Thursday, September 7, 2017

Traffic and landscaping during the daytime. Blasting TVs at night. I really can’t live in peace, can I? The “stroke” house is blasting their TV again. I can hear it all the way down in my bedroom. When I was out walking earlier I could not only see the TV through their window, but they had the window wide open. Do they have any idea just how fucking loud that thing is or do they not give a shit? I’m guessing the latter. But because it’s a lot easier to drown out than loud stereos and barking dogs, I’m keeping my mouth shut, even though I shouldn’t have to hear someone else’s TV at midnight. Especially in a retirement community and ESPECIALLY in a house. That’s just fucking ridiculous. But knowing what pussies people tend to be and how poorly they handle complaints, no matter how much in the right I may be, I don’t want to risk what shit they may give me thus possibly causing me to lose it on them.

They had their equally obnoxious car out a couple of times earlier. It’s not as loud as the one the kid drives, but loud enough to give them the gratification of knowing that they forced people to acknowledge them as they drove by. But yeah, I’d say the guy who had a stroke has recovered enough to start driving again. And blast the TV, of course. These people aren’t early to bed like most old folks. The TV is usually blasting between 9 PM and 1 AM. I don’t know how the people next to them and Bob and Virginia can stand it.

A couple of days ago I was thinking that they’re going to turn the water off again any time now, and I was right. We got a notice saying it’s going to be off tomorrow from 8 AM to 2 PM, but I should be asleep during those times.

Later…

For the first time in my life, I was thrilled when my doctor’s nurse called to tell me my TSH was at 15, and I explained why and all about the experiment I was doing to isolate the root cause of my anxiety for once and for all. I told her I started skipping every other day when I felt anxious a few weeks ago so I could see if I still felt that way when my TSH eventually got too high to be causing most of it (OMG, the dry skin I had for a couple of weeks there). While the medication still can and does fuel the anxiety if my TSH drops under 10, it’s great to know the meds aren’t the main culprit. If I’m ever going to be able to tolerate the single digits, though, it’s going to have to wait until I’m postmenopausal and my hormones have settled in. But yeah, it’s great to know that the root cause since I began being “stabbed” in the chest on and off since last December is mostly the perimenopause just like my doctor in Tammy said.

For now, I’ve agreed to take it every day that I can stand to (I’m not going to let the anxiety escalate to the point that my heart is racing and I’m on the toilet with the runs three times a day) and will skip doses if the anxiety picks up. For the most part, I haven’t had too many anxious days for a while and it’s now been a couple of months since I needed lorazepam. In six weeks I will return to the lab.

Thinking back on it now there are a few things I can see that definitely points away from the medication as being the root cause. I took a dose following a day where I felt anxious but didn’t have any anxiety the next day. So no accumulation issues or pocket flares there. I also haven’t had any lung tightness or “mindfuckers,” as I call those crazy and irrational flashes of dread I used to feel. No jitteriness either… All symptoms that you’re heading for trouble and going thyrotoxic.

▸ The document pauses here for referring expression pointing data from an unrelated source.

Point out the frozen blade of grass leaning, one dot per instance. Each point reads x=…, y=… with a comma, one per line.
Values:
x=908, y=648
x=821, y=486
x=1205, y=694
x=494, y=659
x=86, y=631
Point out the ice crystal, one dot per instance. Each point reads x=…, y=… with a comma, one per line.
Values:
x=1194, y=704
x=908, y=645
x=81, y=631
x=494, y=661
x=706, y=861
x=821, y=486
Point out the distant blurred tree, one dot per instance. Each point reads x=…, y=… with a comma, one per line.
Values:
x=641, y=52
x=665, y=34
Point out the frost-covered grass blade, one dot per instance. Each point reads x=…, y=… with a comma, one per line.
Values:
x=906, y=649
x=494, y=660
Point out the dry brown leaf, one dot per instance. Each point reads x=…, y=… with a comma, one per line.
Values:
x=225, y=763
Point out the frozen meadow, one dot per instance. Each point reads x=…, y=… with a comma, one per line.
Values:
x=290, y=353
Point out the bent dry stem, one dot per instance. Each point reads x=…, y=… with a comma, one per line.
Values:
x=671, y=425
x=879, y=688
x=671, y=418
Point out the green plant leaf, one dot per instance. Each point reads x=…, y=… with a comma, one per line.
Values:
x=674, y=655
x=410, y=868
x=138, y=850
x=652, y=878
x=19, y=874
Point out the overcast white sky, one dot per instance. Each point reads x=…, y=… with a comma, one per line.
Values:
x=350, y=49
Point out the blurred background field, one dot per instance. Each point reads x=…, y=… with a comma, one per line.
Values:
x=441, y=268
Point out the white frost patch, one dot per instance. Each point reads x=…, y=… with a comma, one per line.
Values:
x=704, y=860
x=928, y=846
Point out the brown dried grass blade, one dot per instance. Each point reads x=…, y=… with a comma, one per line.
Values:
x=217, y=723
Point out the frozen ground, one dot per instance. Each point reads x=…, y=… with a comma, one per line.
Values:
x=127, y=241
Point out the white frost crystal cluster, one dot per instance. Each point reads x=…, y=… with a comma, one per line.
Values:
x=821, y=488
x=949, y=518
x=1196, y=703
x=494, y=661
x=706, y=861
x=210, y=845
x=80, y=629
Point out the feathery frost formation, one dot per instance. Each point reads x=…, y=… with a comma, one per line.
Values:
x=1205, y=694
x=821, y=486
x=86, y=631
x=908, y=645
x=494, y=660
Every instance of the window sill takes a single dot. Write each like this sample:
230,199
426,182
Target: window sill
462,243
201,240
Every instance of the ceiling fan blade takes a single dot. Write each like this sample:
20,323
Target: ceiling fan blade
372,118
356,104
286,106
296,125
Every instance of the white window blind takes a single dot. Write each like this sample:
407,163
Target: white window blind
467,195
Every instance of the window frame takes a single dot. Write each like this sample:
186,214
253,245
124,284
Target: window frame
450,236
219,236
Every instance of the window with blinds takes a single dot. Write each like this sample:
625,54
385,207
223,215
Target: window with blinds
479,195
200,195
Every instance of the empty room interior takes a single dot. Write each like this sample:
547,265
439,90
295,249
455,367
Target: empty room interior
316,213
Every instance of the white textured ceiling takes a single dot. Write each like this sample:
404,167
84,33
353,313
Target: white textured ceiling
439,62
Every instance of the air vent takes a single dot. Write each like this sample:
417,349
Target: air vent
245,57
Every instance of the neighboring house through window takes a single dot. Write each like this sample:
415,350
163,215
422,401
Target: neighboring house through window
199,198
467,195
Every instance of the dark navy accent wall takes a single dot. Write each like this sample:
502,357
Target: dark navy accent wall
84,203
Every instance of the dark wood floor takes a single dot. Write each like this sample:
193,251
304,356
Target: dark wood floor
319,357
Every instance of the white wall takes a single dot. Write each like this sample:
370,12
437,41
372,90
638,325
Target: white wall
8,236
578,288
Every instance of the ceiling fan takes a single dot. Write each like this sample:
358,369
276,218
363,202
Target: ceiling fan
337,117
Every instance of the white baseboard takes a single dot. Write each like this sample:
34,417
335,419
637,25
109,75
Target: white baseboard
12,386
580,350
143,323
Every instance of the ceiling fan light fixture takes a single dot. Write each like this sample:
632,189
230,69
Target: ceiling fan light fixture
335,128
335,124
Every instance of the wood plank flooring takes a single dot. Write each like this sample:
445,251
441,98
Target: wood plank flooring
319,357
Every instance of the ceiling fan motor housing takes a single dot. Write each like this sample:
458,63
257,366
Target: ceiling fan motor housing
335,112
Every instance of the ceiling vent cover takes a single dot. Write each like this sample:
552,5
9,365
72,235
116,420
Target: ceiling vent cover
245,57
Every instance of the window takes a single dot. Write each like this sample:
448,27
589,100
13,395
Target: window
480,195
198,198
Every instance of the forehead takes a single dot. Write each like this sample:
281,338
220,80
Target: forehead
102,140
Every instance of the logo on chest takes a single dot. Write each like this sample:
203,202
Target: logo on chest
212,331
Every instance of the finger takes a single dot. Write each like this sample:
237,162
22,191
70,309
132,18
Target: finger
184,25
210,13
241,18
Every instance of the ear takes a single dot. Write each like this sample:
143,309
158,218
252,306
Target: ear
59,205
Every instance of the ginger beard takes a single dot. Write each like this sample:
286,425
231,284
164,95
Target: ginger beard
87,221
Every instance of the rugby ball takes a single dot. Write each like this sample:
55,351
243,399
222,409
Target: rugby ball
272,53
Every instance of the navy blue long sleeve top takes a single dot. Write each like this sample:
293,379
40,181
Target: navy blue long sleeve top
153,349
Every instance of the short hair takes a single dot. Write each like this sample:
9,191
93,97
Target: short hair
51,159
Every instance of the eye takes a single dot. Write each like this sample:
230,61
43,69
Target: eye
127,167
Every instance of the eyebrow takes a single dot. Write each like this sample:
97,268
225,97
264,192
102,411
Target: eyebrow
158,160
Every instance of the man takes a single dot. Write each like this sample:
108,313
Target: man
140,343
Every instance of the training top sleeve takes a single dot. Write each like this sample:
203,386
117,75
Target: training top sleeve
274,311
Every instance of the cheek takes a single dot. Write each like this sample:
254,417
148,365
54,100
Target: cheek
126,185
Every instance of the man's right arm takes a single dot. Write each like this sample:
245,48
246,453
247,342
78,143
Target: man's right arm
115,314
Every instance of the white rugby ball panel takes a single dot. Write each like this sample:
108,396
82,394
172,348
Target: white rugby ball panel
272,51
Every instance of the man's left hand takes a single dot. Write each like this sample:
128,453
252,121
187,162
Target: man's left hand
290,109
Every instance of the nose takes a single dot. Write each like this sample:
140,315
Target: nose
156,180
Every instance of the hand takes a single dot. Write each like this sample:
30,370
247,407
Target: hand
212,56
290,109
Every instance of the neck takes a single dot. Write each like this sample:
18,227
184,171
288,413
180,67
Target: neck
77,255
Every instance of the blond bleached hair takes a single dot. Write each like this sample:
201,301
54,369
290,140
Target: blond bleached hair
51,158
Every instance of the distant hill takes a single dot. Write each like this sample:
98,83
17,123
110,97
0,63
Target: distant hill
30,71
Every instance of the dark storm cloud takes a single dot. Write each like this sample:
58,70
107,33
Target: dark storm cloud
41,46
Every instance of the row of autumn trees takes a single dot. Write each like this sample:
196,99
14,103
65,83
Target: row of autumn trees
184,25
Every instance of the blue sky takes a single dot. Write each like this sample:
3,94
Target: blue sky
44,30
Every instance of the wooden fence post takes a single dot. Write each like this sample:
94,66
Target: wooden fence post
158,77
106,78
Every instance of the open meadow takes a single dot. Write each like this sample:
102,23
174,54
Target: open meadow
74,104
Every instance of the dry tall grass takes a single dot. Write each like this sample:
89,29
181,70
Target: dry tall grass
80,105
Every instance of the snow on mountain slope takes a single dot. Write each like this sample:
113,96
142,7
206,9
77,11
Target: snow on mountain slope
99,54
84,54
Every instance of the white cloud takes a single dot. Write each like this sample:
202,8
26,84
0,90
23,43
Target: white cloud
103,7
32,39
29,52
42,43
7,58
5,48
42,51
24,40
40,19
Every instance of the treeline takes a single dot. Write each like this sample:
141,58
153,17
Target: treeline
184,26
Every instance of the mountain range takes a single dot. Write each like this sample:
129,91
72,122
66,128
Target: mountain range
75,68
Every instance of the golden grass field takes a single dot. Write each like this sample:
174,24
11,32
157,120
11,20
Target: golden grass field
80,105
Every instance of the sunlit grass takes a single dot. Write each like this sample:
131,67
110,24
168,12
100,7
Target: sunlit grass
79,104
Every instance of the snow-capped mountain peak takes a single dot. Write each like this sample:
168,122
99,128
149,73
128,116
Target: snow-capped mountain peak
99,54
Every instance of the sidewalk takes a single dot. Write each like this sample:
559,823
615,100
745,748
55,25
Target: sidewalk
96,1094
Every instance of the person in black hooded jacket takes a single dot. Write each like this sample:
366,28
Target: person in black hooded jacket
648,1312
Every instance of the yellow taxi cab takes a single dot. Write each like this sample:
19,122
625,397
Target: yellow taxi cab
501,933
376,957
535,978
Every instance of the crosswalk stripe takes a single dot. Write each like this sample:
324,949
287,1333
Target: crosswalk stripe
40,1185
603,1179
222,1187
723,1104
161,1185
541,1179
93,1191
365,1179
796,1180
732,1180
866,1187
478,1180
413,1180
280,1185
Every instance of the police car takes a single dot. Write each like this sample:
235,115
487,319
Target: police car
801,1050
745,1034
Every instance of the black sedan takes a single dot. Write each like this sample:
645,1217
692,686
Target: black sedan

For just one dollar each, we upgraded our phones to these really nice androids that will cost us anywhere from $3 - $14 a month depending on what data we DL. Yeah, a hell of a deal. I don’t understand why people pay hundreds for high-end phones when there are much cheaper phones that can do the same thing. Tom got one first and when I checked it out and decided I like it better than my other one, we went and ordered me one before this incredible sale is over. We had a little trouble at first but finally managed to transfer my number to the new phone. I hate to chat much but I do other things with it like play music on it when I’m out running. This one is easier to change wallpaper pics, create contacts, and tweak other settings. I love how I can give different people in my contacts different ringtones.

Hurricane Irma is heading Tammy’s way, last I knew. I guess she’s still going to the girls’ place and Mark will be holed up at work.